Extreme expectile estimation for short-tailed data, with an application to market risk assessment

TL;DR

This paper develops new methods for estimating extreme expectiles in short-tailed distributions, which are useful for risk management, especially when the tail behavior is bounded and not heavy.

Contribution

It introduces the first approach to tail expectile estimation in short-tailed settings, deriving asymptotic properties and proposing two semiparametric estimators.

Findings

Proposed estimators perform well in simulations.

Application to real market data demonstrates practical usefulness.

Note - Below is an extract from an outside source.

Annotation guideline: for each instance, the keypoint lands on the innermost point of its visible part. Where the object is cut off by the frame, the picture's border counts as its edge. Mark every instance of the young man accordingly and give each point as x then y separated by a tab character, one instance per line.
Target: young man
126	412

Theoretical results establish asymptotic properties of estimators.

Abstract

The use of expectiles in risk management has recently gathered remarkable momentum due to their excellent axiomatic and probabilistic properties. In particular, the class of elicitable law-invariant coherent risk measures only consists of expectiles. While the theory of expectile estimation at central levels is substantial, tail estimation at extreme levels has so far only been considered when the tail of the underlying distribution is heavy. This article is the first work to handle the short-tailed setting where the loss (e.g. negative log-returns) distribution of interest is bounded to the right and the corresponding extreme value index is negative. We derive an asymptotic expansion of tail expectiles in this challenging context under a general second-order extreme value condition, which allows to come up with two semiparametric estimators of extreme expectiles, and with their asymptotic properties in a general model of strictly stationary but weakly dependent observations. A simulation study and a real data analysis from a forecasting perspective are performed to verify and compare the proposed competing estimation procedures.